Open jiaolifengmi opened 3 months ago

jiaolifengmi commented 3 months ago

no datasets split code

Hy2MK commented 3 months ago

Thank you for the feedback. Could you provide a bit more details on the specific issues or areas you mentioned? Understanding the specifics will help me address your concerns more effectively.

jiaolifengmi commented 3 months ago

run python train.py \ --model resnet18 \ --dataset cub \ --alpha 32 \ --mrg 0.1 \ --lr 1e-4 \ --warm 5 \ --epochs 60 \ --batch_size 120 \

the issue('datasets/CUB200/train_o' does not exist) is appear , so may i ask how the train_o file is formed.

Hy2MK commented 3 months ago

The folders, 'train_o' and 'valid_o,' are for supervised learning in the initial step. As shown in Table 2, the classes range from 0 to 160, and 80% of the samples are included.

jiaolifengmi commented 3 months ago

Could you please provide the code to generate these files. Or, users need to write a code to generate these files themselves.

Hy2MK commented 3 months ago

I'm very sorry, but due to company rules, I cannot share any additional code updates.
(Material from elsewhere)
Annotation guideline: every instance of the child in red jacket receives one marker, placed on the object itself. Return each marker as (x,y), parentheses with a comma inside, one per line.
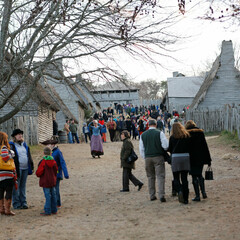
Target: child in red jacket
(47,172)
But I'd like explain how to do it in as much detail as I can. Using 'os.walk(...)' you can get lists of folders and files. You can then select 80% of the samples (files) using 'np.random.shuffle(...)' and copy those files to a new folder named 'train_o' using 'shutil.copyfile(...)'.

Hy2MK commented 3 months ago

Did you implement code for splitting the dataset?

jiaolifengmi commented 3 months ago

Thank you very much for your feedback. I haven't implemented the code for dataset splitting yet. One problem is that when splitting the dataset, it involves the choice of seed. If you do not provide a generation code for a similar dataset, there is no way to fully reproduce the experimental results mentioned in your paper. No. Know if there is a solution for this on your side.

Hy2MK commented 3 months ago

The reported results are not based on a single performance but represent the mean over three runs. This means that the datasets we used were not singular. Therefore, the seed is not crucial.